Così, non poco demoralizzato, me ne vado a viale Castrense cinquanta, zona S. Giovanni. Il centro docce si trova in una stradina adiacente le vecchie mura romane. Alcune macchine parcheggiate a lisca di pesce, cassonetti verdi e bidoni della Caritas bianchi per la raccolta degli abiti usati, per terra vestiti gettati qua e là nella sporcizia, ogni tanto giardini, alberi verdi, cornacchie e piccioni. Pochi gradini e si accede ad una porta a vetri di legno. Su quei grigi gradini si fa la fila ogni giorno, al mattino e al pomeriggio, per guadagnare un bigliettino numerato che garantisca di rientrare tra i pochi privilegiati che quel giorno si potranno lavare. Sono fortunato, così al mio arrivo non trovo molta gente, sono il primo di quelli senza il numero, nel giro di tre ore dovrei riuscire a lavarmi. Nel frattempo non posso allontanarmi per non perdere il posto. Aspetto. C'è una cagnetta nera che scodinzolando mi gira lì attorno. Ci gioco. É il cane di Attila e Roisin, in Italia da poco, partiti da Budapest in un viaggio di sola andata, fuga ed erranza, fatto di musica, fantasia, un po' d'amore e una tenda. Vivono in un parco nella periferia di Roma. Lui fa il musicista e raccoglie monete suonando per strada con la chitarra. Canta, sia canzoni del proprio repertorio, che cover. Lei è un'insegnante di tecniche di meditazione orientali. Attila sembra caparbio, contraddittorio, istintivo, artista incompreso, giovanissimo. Roisin lo è un po' meno negli anni, ma nei suoi occhi d'azzurro c'è un sorriso di pace. Serena e fragile insieme.

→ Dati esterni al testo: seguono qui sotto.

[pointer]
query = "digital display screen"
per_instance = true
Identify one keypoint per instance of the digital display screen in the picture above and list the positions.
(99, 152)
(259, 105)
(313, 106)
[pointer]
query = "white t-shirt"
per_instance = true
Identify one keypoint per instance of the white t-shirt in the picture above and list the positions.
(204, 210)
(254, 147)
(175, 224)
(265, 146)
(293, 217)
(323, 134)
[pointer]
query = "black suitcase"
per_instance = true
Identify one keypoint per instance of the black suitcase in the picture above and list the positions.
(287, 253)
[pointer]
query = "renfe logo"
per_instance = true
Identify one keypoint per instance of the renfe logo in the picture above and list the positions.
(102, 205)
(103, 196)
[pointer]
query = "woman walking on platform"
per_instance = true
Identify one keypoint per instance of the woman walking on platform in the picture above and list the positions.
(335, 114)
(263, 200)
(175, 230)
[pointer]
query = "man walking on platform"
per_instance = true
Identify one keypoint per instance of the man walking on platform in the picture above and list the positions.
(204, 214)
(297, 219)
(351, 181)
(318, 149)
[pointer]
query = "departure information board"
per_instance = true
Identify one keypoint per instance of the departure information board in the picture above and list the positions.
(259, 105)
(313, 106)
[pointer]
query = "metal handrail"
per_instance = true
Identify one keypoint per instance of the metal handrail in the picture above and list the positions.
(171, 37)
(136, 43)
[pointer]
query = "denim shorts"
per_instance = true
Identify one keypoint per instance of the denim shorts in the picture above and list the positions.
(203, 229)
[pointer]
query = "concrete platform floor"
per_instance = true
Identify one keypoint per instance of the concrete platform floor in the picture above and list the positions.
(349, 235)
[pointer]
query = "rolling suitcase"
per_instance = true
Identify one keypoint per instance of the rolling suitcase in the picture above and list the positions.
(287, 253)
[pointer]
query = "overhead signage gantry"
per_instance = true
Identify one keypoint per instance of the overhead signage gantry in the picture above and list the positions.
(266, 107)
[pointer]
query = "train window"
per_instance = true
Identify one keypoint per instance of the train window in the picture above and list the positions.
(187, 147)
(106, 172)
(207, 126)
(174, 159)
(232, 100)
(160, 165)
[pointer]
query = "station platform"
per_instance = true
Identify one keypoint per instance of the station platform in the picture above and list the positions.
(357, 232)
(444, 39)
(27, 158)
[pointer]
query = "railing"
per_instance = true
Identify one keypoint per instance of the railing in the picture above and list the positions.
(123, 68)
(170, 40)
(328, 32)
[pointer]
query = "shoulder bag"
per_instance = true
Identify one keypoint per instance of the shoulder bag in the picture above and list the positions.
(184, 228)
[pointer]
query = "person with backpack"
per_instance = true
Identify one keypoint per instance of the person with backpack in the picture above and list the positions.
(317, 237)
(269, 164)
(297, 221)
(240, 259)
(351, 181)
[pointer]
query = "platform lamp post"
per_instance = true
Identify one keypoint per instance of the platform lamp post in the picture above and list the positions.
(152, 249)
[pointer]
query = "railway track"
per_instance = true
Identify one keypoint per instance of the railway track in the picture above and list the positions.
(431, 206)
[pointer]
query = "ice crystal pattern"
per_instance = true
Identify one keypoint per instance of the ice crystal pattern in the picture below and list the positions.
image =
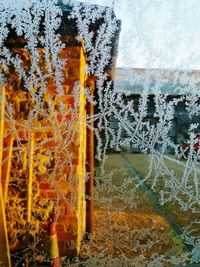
(141, 124)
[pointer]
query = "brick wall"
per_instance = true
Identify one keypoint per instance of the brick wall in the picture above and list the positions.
(59, 156)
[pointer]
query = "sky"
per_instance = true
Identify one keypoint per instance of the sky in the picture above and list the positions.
(158, 33)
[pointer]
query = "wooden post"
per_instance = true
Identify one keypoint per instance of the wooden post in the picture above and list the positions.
(30, 179)
(29, 192)
(4, 245)
(90, 168)
(7, 165)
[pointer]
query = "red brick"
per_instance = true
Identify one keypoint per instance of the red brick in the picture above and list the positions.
(45, 186)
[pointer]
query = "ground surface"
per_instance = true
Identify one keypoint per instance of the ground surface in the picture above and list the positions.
(130, 228)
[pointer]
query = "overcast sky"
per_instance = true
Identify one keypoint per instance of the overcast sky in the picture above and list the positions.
(158, 33)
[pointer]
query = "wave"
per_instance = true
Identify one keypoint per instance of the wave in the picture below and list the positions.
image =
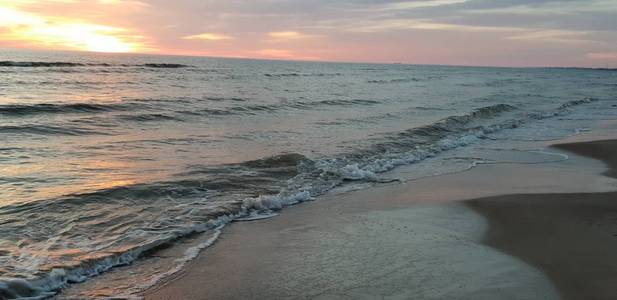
(207, 197)
(39, 64)
(48, 130)
(279, 75)
(149, 117)
(397, 80)
(271, 108)
(59, 108)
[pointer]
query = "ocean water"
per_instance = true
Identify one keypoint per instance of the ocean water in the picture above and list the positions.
(106, 157)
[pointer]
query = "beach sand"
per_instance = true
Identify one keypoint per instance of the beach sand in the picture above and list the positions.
(571, 237)
(551, 236)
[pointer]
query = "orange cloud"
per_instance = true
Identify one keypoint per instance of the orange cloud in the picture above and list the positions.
(33, 30)
(208, 37)
(275, 53)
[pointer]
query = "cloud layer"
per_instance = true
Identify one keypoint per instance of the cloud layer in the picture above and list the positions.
(467, 32)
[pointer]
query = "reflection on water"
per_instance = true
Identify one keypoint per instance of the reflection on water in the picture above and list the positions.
(103, 157)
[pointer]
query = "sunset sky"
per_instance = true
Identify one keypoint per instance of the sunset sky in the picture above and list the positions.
(462, 32)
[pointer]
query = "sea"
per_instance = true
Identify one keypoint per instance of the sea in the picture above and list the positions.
(105, 159)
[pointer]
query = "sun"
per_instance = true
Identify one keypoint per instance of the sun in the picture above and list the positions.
(60, 33)
(87, 37)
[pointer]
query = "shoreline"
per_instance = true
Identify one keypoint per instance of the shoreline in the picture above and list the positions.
(571, 237)
(250, 256)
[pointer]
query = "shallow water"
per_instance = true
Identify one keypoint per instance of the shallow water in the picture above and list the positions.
(103, 157)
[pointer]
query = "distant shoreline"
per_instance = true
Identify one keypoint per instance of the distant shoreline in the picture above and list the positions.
(569, 237)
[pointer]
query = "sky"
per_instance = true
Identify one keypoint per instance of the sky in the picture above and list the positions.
(454, 32)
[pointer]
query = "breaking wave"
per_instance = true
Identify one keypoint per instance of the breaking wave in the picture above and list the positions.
(206, 197)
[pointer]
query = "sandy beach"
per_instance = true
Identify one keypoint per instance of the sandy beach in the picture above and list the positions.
(534, 232)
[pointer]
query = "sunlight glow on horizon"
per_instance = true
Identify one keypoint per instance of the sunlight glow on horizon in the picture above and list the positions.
(42, 32)
(459, 32)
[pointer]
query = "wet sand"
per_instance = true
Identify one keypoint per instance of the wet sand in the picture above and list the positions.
(412, 241)
(571, 237)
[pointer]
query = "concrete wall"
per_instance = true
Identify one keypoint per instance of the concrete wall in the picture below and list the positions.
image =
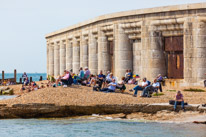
(138, 43)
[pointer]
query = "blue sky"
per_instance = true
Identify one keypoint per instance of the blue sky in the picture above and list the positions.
(24, 24)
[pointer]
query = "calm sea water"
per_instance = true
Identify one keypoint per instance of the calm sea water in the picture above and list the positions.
(92, 128)
(35, 76)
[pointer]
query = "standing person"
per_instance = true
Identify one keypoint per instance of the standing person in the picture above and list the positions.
(81, 73)
(65, 79)
(112, 86)
(86, 73)
(145, 83)
(24, 76)
(160, 79)
(154, 87)
(26, 81)
(179, 100)
(127, 71)
(121, 85)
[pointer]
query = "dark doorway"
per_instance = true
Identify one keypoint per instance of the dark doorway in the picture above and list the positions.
(111, 55)
(174, 57)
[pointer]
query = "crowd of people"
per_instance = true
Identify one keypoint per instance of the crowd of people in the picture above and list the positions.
(28, 86)
(106, 83)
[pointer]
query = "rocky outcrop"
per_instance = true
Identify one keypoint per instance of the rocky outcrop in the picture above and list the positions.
(35, 110)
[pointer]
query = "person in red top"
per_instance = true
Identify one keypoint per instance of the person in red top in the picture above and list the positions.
(179, 100)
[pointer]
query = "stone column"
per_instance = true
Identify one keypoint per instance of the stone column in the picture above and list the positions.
(156, 55)
(48, 59)
(189, 68)
(84, 53)
(76, 56)
(56, 59)
(137, 65)
(200, 51)
(123, 53)
(51, 59)
(145, 41)
(62, 57)
(93, 55)
(103, 53)
(69, 51)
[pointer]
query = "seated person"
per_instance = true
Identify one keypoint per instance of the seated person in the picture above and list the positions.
(121, 85)
(24, 76)
(145, 83)
(112, 86)
(108, 80)
(205, 82)
(129, 76)
(58, 78)
(179, 99)
(153, 87)
(81, 73)
(127, 71)
(65, 79)
(34, 86)
(26, 82)
(99, 79)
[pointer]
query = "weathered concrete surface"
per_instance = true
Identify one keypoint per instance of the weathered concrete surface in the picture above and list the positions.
(137, 39)
(36, 110)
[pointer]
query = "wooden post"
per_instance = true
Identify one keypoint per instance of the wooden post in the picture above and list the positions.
(2, 77)
(15, 76)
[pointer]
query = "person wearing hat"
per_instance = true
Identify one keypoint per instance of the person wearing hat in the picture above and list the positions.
(145, 83)
(111, 87)
(179, 100)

Finalmente la doccia, erano giorni. In un bagnetto minuscolo con due cabine, senza le porte. Per asciugarsi alcuni fogli di scottex. Ho chiesto degli asciugamani ma pare che costi troppo fornire biancheria pulita per tutti.

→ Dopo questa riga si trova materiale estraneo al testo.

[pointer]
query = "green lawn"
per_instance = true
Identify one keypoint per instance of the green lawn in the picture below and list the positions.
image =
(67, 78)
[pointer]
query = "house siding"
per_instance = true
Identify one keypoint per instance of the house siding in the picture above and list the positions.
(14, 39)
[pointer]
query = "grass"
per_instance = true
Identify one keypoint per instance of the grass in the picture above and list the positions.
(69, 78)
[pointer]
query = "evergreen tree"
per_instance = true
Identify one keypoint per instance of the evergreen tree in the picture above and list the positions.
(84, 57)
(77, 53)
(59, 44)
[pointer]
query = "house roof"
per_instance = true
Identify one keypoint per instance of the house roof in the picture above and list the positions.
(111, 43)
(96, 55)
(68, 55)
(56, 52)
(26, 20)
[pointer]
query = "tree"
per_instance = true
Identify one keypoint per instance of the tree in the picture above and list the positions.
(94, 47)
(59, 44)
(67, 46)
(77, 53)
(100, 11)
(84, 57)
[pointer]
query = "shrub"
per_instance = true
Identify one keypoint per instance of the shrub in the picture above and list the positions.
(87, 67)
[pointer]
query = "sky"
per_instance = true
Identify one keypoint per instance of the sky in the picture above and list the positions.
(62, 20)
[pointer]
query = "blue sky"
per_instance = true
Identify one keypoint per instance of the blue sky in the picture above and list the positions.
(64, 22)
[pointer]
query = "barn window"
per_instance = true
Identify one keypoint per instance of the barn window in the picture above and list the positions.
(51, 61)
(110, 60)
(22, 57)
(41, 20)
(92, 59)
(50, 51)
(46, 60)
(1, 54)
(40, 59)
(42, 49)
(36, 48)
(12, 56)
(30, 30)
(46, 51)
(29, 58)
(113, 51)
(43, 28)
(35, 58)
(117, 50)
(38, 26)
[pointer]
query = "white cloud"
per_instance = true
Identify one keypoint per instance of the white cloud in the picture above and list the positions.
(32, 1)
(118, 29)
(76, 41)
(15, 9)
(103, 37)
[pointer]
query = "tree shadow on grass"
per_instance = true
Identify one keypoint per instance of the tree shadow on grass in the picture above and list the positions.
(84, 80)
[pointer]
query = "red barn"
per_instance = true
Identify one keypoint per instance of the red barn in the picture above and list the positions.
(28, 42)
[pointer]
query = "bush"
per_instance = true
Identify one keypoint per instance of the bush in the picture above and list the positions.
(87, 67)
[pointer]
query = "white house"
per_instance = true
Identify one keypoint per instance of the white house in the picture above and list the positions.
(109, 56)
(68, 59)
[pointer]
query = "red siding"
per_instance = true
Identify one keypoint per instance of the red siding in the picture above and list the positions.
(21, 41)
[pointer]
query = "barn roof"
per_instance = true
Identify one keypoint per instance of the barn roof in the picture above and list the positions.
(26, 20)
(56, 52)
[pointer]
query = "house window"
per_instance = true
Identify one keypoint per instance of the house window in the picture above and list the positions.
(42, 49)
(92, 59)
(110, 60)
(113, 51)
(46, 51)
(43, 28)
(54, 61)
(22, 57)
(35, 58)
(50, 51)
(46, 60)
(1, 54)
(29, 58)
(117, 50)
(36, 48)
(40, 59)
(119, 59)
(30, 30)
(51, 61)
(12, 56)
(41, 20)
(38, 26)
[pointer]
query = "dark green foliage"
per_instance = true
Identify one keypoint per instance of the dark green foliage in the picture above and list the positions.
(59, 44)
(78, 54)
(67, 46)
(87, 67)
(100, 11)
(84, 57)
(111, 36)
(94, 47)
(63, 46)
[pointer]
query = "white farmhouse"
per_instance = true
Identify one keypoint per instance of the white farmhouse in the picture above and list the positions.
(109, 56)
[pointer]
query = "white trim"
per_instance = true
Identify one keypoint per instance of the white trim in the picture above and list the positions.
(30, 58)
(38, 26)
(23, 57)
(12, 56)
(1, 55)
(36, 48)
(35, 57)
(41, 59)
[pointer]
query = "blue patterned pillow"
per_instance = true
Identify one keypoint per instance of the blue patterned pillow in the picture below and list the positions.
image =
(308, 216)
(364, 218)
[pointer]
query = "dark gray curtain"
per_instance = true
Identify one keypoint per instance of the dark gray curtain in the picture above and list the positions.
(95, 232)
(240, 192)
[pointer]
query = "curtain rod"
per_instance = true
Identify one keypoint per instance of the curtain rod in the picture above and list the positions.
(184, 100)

Alla fine, assieme ai nuovi amici ungheresi, andiamo a mangiare alla mensa Caritas, di via Marsala, passando prima un quarto d'ora in un internet point, offrono loro.

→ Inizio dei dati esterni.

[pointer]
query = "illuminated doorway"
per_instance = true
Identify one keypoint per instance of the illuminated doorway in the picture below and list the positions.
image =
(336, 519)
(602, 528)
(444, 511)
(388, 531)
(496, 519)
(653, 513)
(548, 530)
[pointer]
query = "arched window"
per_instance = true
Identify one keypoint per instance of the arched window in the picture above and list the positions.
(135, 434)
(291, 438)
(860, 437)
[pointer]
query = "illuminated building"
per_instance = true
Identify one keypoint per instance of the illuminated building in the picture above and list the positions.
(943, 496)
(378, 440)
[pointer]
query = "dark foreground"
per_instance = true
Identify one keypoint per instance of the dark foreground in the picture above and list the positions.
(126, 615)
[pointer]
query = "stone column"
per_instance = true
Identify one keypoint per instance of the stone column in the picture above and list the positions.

Davanti al cancello della mensa si avverte da subito un clima di tensione. L'intera area è recintata da arrugginite sbarre di ferro, un po' all'ombra. Due ragazzi alla porta controllano che entri solo chi ha il ticket. Servizio di sicurezza. Siamo passati solo da poco, arriva un uomo ubriaco. Avrà sì e no quarant'anni. Fisico asciutto, bevuto. Inizia ad inveire contro l'operatore che non lo lascia avanzare, non ha il buono per la mensa, deve star fuori. Quello gli inizia a gridare e a sputare. Volano minacce e parole, le mani tagliano l'aria. Fin tanto che il tipo si avventa sul guardiano il quale prontamente lo scansa e con un destro lo respinge al mittente. Dopo poco se ne va. Forse ha capito che stasera non c'è niente da fare. Forse per primo anche lui sa che quello che brucia non sono le offese, ma è tutto l'insieme, è tutta la vita, chiamala sfiga. La rabbia ha bisogno di canali di sfogo, ha bisogno di rompere qualcosa, di scaricarsi. Quando non riesce a convertirsi in frenetica costruzione di senso, i suoi cristalli neri diventano azzurrognoli liquidi amari, fiele che penetra nelle profondità dello spirito fino ad odiare il mondo perché se ne è andato, fino ad odiare se stessi perché non s'è fatto niente per evitare che potesse accadere e ormai, è troppo tardi.